KONAK SORUNU
Millet olarak bir işe Türk gibi başlıyor ama tüm detaylarını ve sonucunu düşünen Alman gibi bitiremiyoruz.
Bir fikir gelişiyor hemen çalışmaya başlıyor ve o projeyi bitiriyor ama sonrasında “ne yapacağız biz bu binayı?” diye dövünüyoruz.
Benzer örneklerinin çok olduğu bir şehirde yaşıyoruz.
Harput’ta inşa edilen Harput Konağının akıbeti, her karesi tarih ve medeniyet fışkıran Palu Konağı için de tekerrür ettiğini ilimizin saygın haber sitelerinden olan Elazığ Yeni Haber’den ve yetenekli gazeteci Erhan Bahçeci’nin kaleminden öğrendik.
Palu kaymakamlığı tarafından geçmişte, sivil mimarinin örnekleri gözetilerek ve dönemin yapı malzemesi ve teknikleri ile inşa edilen Palu Konağı, bir süre bir işletmeciye kiraya verilmişti.
Ticari olarak kendi kendini döndüremeyince kiracı müessesiyi bırakmak zorunda kaldı. Sonrasında da insan nefesi girmediği ve hayat olmadığı için her yapının başına gelen Palu Konağının da başına geldi ve harabeye dönme yolculuğu da başlamış oldu.

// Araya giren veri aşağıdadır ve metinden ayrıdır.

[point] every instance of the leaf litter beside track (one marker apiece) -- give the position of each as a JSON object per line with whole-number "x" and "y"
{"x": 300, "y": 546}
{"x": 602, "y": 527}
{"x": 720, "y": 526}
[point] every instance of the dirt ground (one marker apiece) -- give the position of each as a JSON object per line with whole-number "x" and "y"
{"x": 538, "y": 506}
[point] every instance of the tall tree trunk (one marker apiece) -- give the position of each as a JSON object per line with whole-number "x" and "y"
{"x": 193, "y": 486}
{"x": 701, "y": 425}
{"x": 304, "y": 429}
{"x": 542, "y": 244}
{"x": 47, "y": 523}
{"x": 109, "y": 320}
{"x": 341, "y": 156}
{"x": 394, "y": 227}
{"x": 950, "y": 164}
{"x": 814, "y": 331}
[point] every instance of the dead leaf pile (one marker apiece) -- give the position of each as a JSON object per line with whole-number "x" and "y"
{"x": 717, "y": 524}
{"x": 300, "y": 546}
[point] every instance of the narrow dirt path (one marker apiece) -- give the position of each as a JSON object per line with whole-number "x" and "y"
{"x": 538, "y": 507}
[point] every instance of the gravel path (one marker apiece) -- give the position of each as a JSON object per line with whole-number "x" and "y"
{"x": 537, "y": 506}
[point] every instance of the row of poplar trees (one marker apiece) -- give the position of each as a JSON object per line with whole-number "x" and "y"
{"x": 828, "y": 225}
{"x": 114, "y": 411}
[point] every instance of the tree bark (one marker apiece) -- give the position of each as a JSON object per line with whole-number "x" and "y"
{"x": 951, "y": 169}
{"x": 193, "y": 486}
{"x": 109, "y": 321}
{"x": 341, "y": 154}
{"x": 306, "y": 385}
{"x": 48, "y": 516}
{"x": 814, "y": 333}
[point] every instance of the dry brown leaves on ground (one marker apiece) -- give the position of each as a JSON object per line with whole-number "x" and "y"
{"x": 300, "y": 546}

Allahtan Elazığ Belediye Başkanı Şahin Şerifoğulları, bu meseleye el attı da tadilat ve restorasyon konusunda destek olacağını ifade eti.
Bu işin belki kolay tarafı. Asıl önemli ve zor gibi görülen tarafı ise bu tarihi konağı hayatın içine çekmek ve insanlarla buluşturmak.
Palu Kaymakamlığı bu işe el atar ve ticari kaygı yerine hizmeti öncelerse sorun kendiliğinden çözülecektir.
Palu Konağı’na kaymakamlık bünyesinden ya da İŞKUR bünyesinden tahsis edilecek birkaç elemanla tıpkı Harput’taki Şefik Gül Kültür evi misyonu yüklenebilir. Mesai saatleri ve hafta sonu açık olacak konak bir müze mantığı ile döşenir ve gelenlere bir çay ikram edilirse hem bina hem de kültür yaşatılmış olur.
Konak bünyesinde bir sanat tarihi uzmanı ya da bu konuda kendini yetiştirmiş bir rehber de istihdam edilirse tarihin nasıl ayağa kalktığına Cimşit Beyin ruhu bile şahitlik eder ve bahtiyar olur.
Dedik ya her olaya para ve kazanç gözüyle bakmamak lazım. Türk gibi başladığımız işi Alman gibi bitirip, hem amacımıza hizmet etmiş hem de bu gibi değerleri korumuş oluruz.